Colombian homebuilt aircraft

The Ibis GS-240 is a Colombian homebuilt aircraft that was designed and produced by Ibis Aircraft of Cali. When it was available the aircraft was supplied as a kit for amateur construction.

The GS-240 is no longer offered by the manufacturer as part of their product line.

==Design and development==
The aircraft was designed as a light-sport aircraft, specifically for the American market and features a strut-braced high-wing, a two-seats-in-side-by-side configuration enclosed cabin accessed via doors, fixed tricycle landing gear with wheel pants and a single engine in tractor configuration.
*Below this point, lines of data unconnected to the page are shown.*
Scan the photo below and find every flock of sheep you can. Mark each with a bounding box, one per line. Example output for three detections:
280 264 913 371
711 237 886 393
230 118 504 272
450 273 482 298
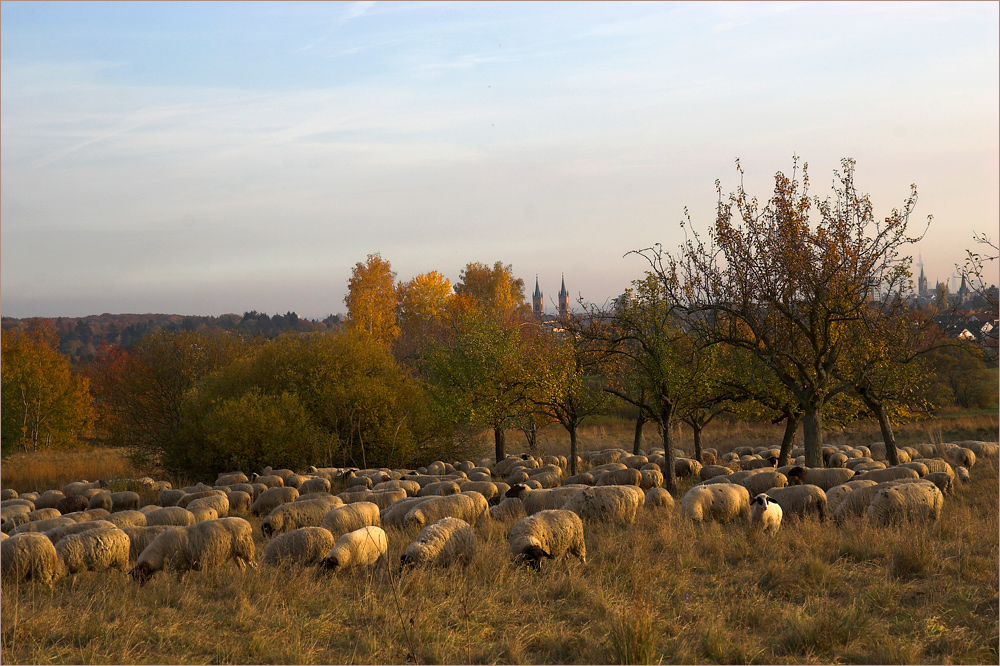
0 441 1000 584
The aircraft is made from sheet aluminum "all-metal" construction. Its wing is supported by V-stuts and jury struts. The GS-240 was supplied as a quick-build kit, with most major fabrication completed prior to delivery to allow for quick assembly time.

The standard day, sea level, no wind, take off distance over a 15 m obstacle is 91 m.

As of April 2017, the design does not appear on the Federal Aviation Administration's list of approved special light-sport aircraft.

==Operational history==
In May 2014 no examples were registered in the United States with the Federal Aviation Administration.